This is going to be a long one.

The trail is tough. I don’t care how the robots are doing, completely unfazed by a climb. I am a real person. One who has never been athletic in my entire life. I am doing this hike at my own pace, because I don’t intend to die on this trail. Also, I don’t want to hate the trail, which is kind of how I felt on this stretch. When I tell other hikers that I do 8-11 miles per day, they all feel the need to comment on how I’m taking it slow. For a while, that comment upset me. I’m not taking it slow. I’m just not a robot. Therefore, I’m going at human speeds. I listen to my body when it’s in pain and I go at MY speed. Eventually I’ll get faster, but it’s no one’s business but mine.

That being said, I did 14 miles yesterday. 14! On the hardest part of the trail so far. I climbed a mountain and did 7,000 feet in elevation gain. The past few days have been interesting. There was more desert, lots of heat, but happily, there was water this time. I hiked with people for the first time and I could almost keep up with them. Almost.

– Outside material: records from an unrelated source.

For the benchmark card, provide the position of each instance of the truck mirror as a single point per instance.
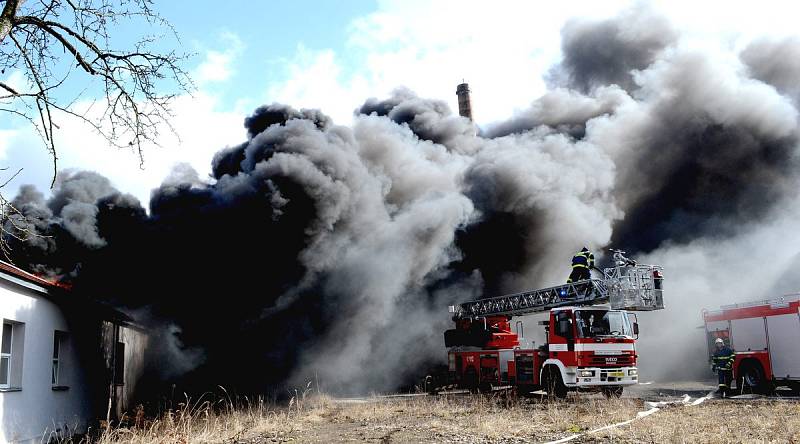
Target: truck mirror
(565, 328)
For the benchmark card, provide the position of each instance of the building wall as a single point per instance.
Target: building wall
(36, 410)
(134, 364)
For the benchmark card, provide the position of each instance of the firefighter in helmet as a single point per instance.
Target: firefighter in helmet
(582, 262)
(723, 364)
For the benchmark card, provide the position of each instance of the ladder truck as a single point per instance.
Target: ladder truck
(591, 335)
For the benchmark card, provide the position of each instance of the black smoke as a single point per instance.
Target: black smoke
(330, 253)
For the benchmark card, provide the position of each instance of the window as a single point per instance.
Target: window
(59, 349)
(11, 345)
(593, 323)
(5, 355)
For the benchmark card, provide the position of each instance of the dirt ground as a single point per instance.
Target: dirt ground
(486, 419)
(494, 418)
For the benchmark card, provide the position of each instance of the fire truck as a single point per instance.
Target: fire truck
(590, 334)
(764, 336)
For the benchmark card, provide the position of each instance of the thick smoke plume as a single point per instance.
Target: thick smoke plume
(330, 253)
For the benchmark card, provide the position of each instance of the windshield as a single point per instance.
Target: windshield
(592, 323)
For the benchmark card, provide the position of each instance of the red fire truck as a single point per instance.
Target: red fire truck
(588, 346)
(764, 336)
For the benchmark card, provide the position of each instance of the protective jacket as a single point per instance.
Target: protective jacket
(723, 358)
(583, 259)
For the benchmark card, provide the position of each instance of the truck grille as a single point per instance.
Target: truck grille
(610, 361)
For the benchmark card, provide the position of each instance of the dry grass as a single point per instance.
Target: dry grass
(715, 422)
(320, 419)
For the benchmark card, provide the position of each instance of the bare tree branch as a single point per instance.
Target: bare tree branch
(56, 44)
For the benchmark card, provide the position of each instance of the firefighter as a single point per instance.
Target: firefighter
(582, 262)
(723, 364)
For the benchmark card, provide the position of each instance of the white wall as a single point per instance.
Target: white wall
(37, 410)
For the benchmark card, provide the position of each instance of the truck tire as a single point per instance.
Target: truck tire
(613, 391)
(751, 374)
(554, 384)
(470, 381)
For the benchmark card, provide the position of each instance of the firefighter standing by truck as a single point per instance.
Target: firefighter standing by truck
(723, 364)
(582, 262)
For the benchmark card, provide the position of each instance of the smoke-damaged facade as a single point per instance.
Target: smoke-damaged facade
(66, 364)
(330, 253)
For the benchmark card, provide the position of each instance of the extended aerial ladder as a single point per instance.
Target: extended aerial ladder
(626, 286)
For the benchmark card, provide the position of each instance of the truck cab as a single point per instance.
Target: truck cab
(591, 347)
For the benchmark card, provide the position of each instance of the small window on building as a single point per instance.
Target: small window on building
(119, 364)
(5, 355)
(11, 348)
(59, 349)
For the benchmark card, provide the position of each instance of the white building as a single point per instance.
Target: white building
(59, 368)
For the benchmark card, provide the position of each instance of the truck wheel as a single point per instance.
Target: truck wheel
(554, 385)
(613, 392)
(752, 375)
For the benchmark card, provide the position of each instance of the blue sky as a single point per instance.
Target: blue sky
(333, 55)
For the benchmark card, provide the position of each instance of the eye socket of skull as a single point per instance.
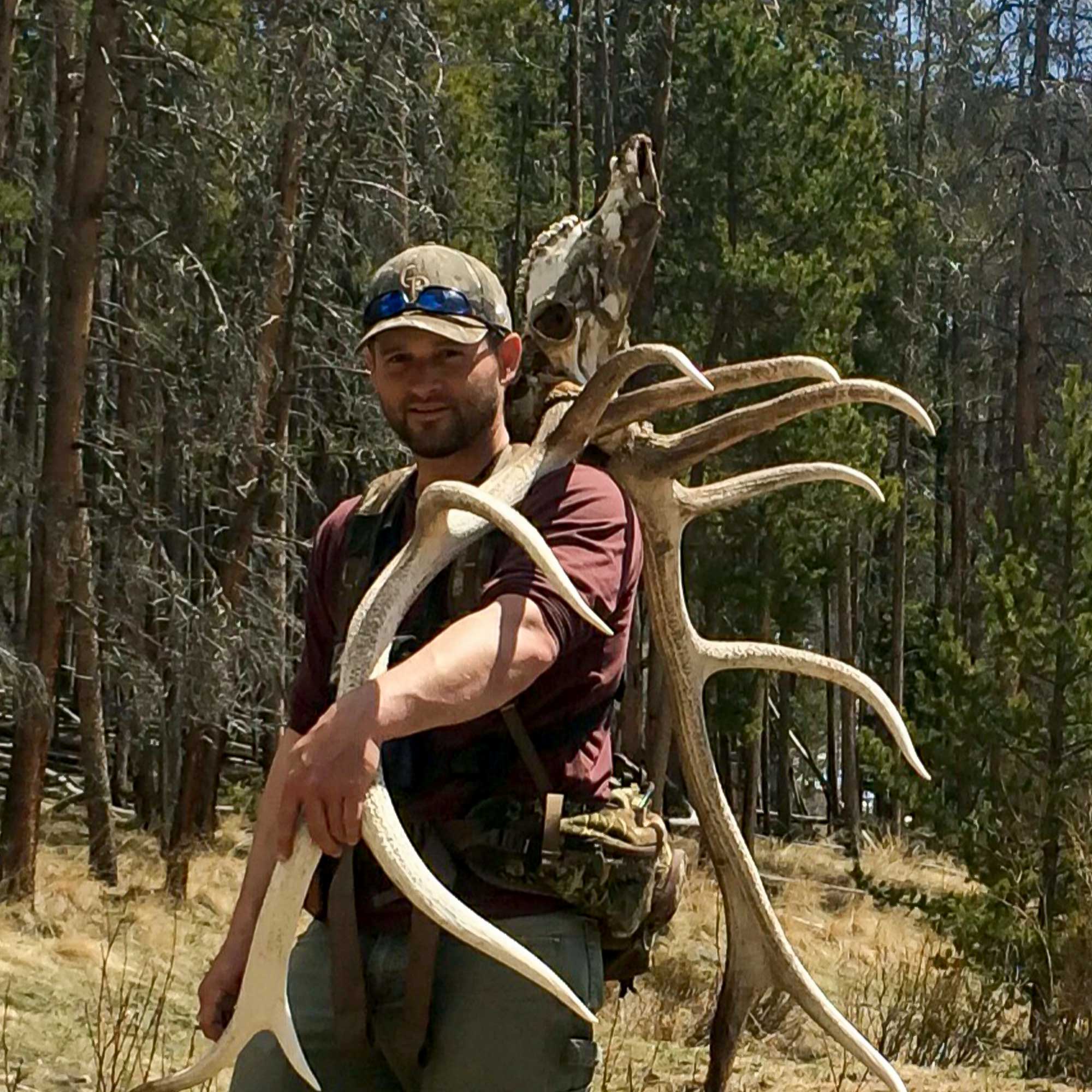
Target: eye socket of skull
(554, 322)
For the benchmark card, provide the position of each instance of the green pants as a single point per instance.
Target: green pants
(491, 1029)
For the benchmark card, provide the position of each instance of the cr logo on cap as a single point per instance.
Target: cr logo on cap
(413, 282)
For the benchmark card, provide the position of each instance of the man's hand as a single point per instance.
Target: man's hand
(220, 990)
(330, 769)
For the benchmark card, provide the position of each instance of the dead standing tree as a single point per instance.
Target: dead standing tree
(578, 286)
(60, 520)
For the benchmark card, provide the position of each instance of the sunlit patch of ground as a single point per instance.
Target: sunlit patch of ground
(66, 1023)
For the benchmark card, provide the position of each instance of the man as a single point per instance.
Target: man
(471, 692)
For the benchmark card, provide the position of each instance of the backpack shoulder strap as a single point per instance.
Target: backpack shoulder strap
(361, 537)
(471, 571)
(374, 500)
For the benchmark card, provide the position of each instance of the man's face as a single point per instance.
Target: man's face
(437, 395)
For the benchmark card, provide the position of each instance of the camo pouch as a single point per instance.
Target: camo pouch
(610, 862)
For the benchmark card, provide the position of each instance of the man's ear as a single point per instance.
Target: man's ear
(509, 353)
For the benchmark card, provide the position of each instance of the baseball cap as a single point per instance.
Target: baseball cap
(431, 266)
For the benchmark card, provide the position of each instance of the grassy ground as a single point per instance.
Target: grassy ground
(68, 1025)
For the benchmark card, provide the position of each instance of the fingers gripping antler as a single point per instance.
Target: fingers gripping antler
(759, 955)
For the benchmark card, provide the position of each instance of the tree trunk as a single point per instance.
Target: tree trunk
(765, 768)
(89, 687)
(623, 9)
(753, 742)
(1042, 994)
(576, 179)
(33, 330)
(277, 298)
(833, 727)
(851, 790)
(660, 116)
(603, 121)
(785, 753)
(58, 492)
(957, 488)
(1029, 413)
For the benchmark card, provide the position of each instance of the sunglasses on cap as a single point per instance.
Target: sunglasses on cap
(435, 300)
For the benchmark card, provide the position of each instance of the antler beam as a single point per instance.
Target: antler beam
(759, 956)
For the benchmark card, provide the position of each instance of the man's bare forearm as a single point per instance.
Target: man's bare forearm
(473, 668)
(264, 853)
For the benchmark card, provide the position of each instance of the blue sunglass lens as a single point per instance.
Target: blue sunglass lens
(386, 306)
(443, 302)
(435, 301)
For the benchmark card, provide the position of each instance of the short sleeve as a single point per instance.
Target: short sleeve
(590, 526)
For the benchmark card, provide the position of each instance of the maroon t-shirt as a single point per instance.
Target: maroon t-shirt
(592, 529)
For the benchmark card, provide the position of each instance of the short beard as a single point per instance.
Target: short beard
(458, 431)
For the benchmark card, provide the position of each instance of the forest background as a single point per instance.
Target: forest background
(194, 195)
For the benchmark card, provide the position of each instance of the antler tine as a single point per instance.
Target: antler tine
(264, 1004)
(674, 394)
(743, 488)
(752, 968)
(264, 995)
(581, 422)
(753, 656)
(673, 455)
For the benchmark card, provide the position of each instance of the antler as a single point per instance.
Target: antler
(675, 394)
(670, 456)
(759, 957)
(450, 516)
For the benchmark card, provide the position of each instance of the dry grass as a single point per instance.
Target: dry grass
(52, 963)
(52, 959)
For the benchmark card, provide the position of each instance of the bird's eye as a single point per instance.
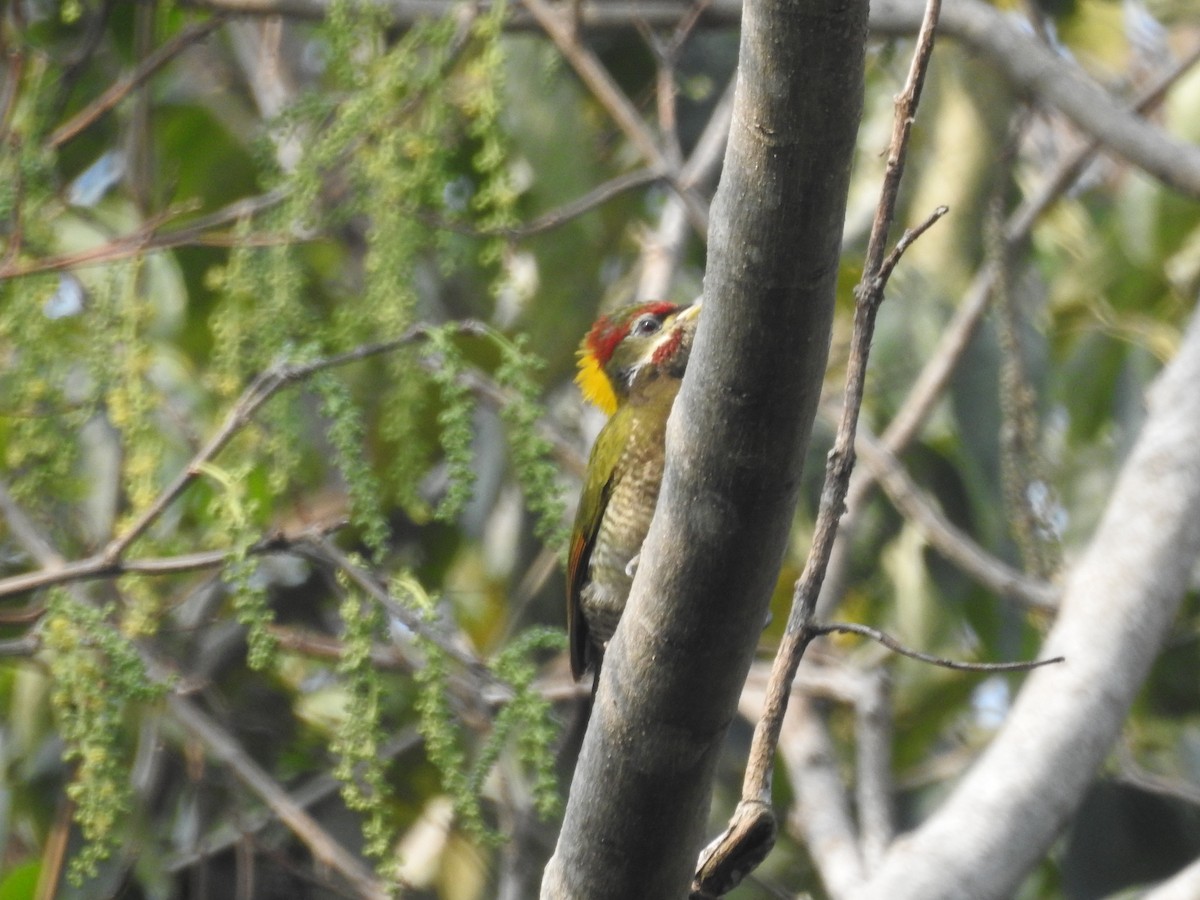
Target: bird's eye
(647, 325)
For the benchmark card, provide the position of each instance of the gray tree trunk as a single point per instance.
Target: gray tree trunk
(639, 805)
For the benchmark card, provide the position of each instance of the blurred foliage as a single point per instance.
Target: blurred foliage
(306, 238)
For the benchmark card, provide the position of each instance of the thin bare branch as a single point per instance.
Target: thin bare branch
(756, 787)
(229, 753)
(623, 112)
(893, 645)
(951, 541)
(120, 89)
(261, 390)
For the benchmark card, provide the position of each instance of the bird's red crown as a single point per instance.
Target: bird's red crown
(599, 346)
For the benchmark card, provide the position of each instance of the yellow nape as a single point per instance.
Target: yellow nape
(594, 383)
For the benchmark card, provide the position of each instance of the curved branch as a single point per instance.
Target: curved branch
(1116, 610)
(1044, 76)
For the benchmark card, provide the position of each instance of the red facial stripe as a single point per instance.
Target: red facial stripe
(669, 348)
(610, 331)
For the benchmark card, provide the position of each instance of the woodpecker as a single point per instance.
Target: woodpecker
(631, 364)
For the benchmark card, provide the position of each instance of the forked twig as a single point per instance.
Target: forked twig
(737, 852)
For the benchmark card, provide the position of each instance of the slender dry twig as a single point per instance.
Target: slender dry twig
(148, 238)
(120, 89)
(935, 375)
(874, 786)
(328, 552)
(307, 795)
(663, 249)
(731, 857)
(623, 112)
(897, 647)
(220, 743)
(227, 750)
(261, 390)
(949, 540)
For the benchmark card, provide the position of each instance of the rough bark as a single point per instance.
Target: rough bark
(675, 669)
(1119, 604)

I met some great trail angels who devote half of their year to helping us out. It’s so awesome to even have someone willing to drive you to or from the trail, and having the ones at home figuring out where you are and where you should be. I am lucky to have the best trail angels of all in my life. I’ll get to that story in a bit. It’s just so great to be walking all day in the heat and have a total stranger be there at your stopping point for the day who just wants to make you a heaping plate of spaghetti. Or even ones who set up a water fountain in the middle of nowhere for you. Or the ones who let you hang out in their break room and help yourself to the Gatorade and cushy chairs. There are great people out there and they understand what we are putting ourselves through on the trail. No one understands more than my parents.

Let me tell you a story. It’s a little long, but an important lesson. Yesterday I walked from 7 a.m. to 10 p.m. I stopped for a siesta in the afternoon then began my assent up to Onyx Summit. It was hell. This section has been difficult. A lot of up and down in an intense way. Walking through areas filled with mud. Dry areas without water. Then, of course, mountains. This is the steepest part of the trail, and once you start, you can’t stop to camp because it’s just a cliff the whole way. Once it levels out, you can’t camp because it’s a burn area. I pushed and pushed myself. There were many steps made out of rocks, but these weren’t steps for normal people. If I were 2 feet taller, I might be okay with these steps. Toward the end of the day I was getting to the point where my body was shutting down. I know I needed to get through the burn area and I desperately wanted to be home with my family. I didn’t have a cell signal, so I sent my family a message from my spot tracker with my location. I was trying to make it to Heart Bar because it was a dirt road where I have been before with my family. I sent another message saying that is where I was going because it said on my map that the PCT connected to a 4×4 road that lead there (this is the first time Half Mile maps failed me in a major way). It was dark at this point.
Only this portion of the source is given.